As well as future projects earmarked for Europe, North Africa and the Americas, European consumers of ammonia are seeking cargoes from East of Suez, particularly those boasting lower logistics costs due to their location near the Red Sea.
In addition, the development of ammonia-fuelled engines for marine vessels has created a potentially lucrative market for ammonia as a bunkering fuel, one that will seek to create a network of strategically located bunkering terminals on key shipping routes.
“We set out on a very deliberate journey to push costs down over time and while it means that we haven’t been the first to build, the market is really going to grow in the 2030s and the technology is getting better.
“Our costs will be $600pt fob in the early 2030s, $500pt fob by the mid-2030s and $400pt fob by the 2040s,” Tancock reveals, noting only a few years ago developers were struggling to produce zero-carbon product at below $1,000pt fob.
“We know that we will achieve $600pt fob in the early 2030s at scale. These numbers are very credible [albeit] buyers are only going to be encouraged to purchase at those levels if they are called to do it by somebody.”
European buyers seen as target market for Omani output
With oil and gas giant Shell spearheading the GEO project, Tancock says the ambitious project is in experienced hands and that a significant amount of the first stage capacity of 200,000t per year will head to Europe.
“Shell as the lead operator understands the regulations [in consumer markets] and believes that the price we can generate at is competitive and there is a big enough market.
“Of course, once you get phase one off the ground, phase two brings a lower price point. Our view is customers and governments are prepared to pay more for completely clean ammonia.”
Tancock also notes major disruption to well established international supply chains from wars in the Ukraine and Middle East, with this trend leading to “the emergence of a willingness [by governments] to pay a little bit more to have diverse and a better supply chain.

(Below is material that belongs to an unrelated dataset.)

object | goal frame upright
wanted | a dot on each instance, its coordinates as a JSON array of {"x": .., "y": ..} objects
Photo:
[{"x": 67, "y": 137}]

“Officials are certainly more focused on doing things locally that reduces risk and increases sovereign inputs,” he says.
Turning his attention to the USA – where many major new ammonia plants have launched in recent years amid the shale gas revolution – he questions whether that “price point is sustainable and viable for 10 years given all the demand being built”.
“I’d be worried about the longer-term gas supply in the USA given there are lots of new LNG projects coming online,” he cautions.
With ICE’s projects in Oman and Australia expected to debut in the first half of the next decade, the company is eager to gain a foothold in the fertilizer sector, hence its growing presence at industry events.
“Projects like ours are going to play a big role moving forward,” Tancock adds. “They will become the dominant projects of the 2030s and 2040s. We are at the beginning of the building of our relationship with the fertilizer sector.”